Work-life balance in this day and age seems as attainable as owning a rainbow coloured unicorn. It’s something people high up in organizations seem to give some lip service too, but in practice? It seems like it hardly ever plays out the way it’s promised to, or at least desired to.
It certainly doesn’t help that we have Yahoo! CEO Marissa Mayer forgoing the maternity leave to which she is entitled—and let’s be honest, she of all people can afford to take the time. What does that tell us moms who work outside the home?
Sure it’s fine to say you should strive for work-life balance, but when CEOs of companies set the example of returning to work right away, they’re setting the expectation that people who are committed to their jobs, return to work as soon as they can. That’s not work-life balance.
So when someone in a position of power puts their money where their mouth is, it sets an important precedent and example; it’s okay to say ‘this time is for my family’ and mean it.
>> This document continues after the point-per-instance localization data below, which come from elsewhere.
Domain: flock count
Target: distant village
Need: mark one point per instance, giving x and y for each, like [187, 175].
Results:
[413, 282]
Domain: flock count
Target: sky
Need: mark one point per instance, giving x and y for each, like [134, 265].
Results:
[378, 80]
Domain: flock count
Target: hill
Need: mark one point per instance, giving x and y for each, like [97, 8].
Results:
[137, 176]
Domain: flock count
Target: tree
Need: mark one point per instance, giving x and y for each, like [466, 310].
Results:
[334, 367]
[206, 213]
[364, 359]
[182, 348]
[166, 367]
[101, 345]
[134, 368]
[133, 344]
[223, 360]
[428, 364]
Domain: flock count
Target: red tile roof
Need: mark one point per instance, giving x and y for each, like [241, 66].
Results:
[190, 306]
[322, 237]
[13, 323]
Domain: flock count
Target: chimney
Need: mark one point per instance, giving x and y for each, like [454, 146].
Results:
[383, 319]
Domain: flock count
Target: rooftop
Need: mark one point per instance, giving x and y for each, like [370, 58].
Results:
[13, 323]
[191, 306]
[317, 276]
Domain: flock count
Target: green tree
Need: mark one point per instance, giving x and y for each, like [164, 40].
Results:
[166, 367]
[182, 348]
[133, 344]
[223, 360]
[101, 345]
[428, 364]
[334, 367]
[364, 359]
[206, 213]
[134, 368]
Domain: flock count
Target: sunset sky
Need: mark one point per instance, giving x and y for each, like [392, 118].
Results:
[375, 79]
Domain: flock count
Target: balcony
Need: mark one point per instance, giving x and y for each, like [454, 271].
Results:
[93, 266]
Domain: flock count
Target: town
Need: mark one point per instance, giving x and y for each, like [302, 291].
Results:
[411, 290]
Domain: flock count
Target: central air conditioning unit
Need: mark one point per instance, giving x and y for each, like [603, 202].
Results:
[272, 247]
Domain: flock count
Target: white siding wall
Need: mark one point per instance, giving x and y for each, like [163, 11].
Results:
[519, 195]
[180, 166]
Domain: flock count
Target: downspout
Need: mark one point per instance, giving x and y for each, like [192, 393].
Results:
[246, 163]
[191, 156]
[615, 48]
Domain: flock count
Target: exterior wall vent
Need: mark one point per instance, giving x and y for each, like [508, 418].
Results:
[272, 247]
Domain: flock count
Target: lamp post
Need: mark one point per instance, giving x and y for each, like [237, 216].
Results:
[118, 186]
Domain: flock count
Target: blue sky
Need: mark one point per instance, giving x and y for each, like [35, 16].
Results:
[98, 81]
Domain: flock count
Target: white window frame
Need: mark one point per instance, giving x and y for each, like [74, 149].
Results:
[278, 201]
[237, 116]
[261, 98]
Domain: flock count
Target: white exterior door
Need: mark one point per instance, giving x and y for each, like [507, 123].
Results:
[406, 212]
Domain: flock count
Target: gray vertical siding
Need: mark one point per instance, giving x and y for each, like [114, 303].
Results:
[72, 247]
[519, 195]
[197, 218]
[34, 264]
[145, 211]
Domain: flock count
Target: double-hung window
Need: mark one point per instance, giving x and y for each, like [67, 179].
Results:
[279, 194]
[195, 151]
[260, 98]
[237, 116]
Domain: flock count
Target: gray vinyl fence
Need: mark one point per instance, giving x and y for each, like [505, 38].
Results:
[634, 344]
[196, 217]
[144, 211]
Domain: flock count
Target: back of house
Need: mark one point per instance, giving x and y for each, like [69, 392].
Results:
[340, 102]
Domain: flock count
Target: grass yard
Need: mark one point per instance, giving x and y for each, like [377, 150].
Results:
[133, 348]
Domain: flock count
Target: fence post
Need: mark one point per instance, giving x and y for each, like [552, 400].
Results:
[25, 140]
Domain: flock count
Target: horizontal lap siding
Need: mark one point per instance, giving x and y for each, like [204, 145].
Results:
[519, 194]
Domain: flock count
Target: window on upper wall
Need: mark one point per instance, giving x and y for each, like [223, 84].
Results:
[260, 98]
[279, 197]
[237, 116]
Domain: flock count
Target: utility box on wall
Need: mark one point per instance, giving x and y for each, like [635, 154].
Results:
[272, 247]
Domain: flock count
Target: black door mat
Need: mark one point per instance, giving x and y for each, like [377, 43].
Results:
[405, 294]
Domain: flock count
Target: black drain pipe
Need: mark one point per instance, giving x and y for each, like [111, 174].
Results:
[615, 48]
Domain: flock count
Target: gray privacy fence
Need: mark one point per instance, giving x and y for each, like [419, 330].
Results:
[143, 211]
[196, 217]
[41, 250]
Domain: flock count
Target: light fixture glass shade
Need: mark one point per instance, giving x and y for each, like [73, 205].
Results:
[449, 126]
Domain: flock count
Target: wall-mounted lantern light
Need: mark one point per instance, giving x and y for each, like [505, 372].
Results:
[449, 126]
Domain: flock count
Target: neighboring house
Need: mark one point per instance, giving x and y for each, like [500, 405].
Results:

Late last week, Environment and Climate Change Minister Catherine McKenna made headlines. (It’s sad that this is headline worthy. But that’s really the point, isn’t it?) McKenna told her staff that she will be punching out every day (except for Thursdays) at 5:30, so that she can be home for dinner with her three children and help them with their homework.“I am not going to be a good minister unless I’m happy at home and my family’s happy and there’s some balance,” she told the Star.
“I’m very happy to work late, and you certainly work very long hours,” she says. “But it’s really important to my mental health to be able to know I can be home and check in with everyone and in that time, I’m not available.”
And there it is. Action. Not words. Instead of McKenna telling her office there needs to be work-life balance, she is setting the example and the expectation of what that actually means. It doesn’t mean forgoing one for the other. It simply means organizing your life in such a way that you don’t exhaust yourself doing one, to the detriment of the other.
“Traditionally, Parliament Hill is a place men go for power and families go to die,” the Star wrote. But I don’t think that’s unique to high power government officials. In my informal survey of my own personal network, that feeling, the feeling of increasing responsibility as they ascend within their chosen careers, added to the pressure of fewer people in workplaces to spread the work around and higher demands from the top to perform, leaves most people I know feeling exhausted and stretched thin.
McKenna’s announcement shouldn’t have been earth shattering or ground breaking or news worthy. But leaving work at 5:30 to be home for dinner with her kids and be a family was such a divergence from what is usual and expected that people everywhere are talking about it.
The idea of work-life balance needs to be given more than just lip service. It needs people in power and control to stand up and set an example of what that actually means.
Maybe if enough women in leadership positions are encouraged to, empowered to, and inspired to leave their desks in time to be home for dinner, and if they in turn encourage their own staff to follow suit, maybe announcements like McKenna’s won’t be front page news anymore. Maybe it will simply be a given that a parents’ place, at least on as regular a basis as possible, is at home at the dinner table with their families.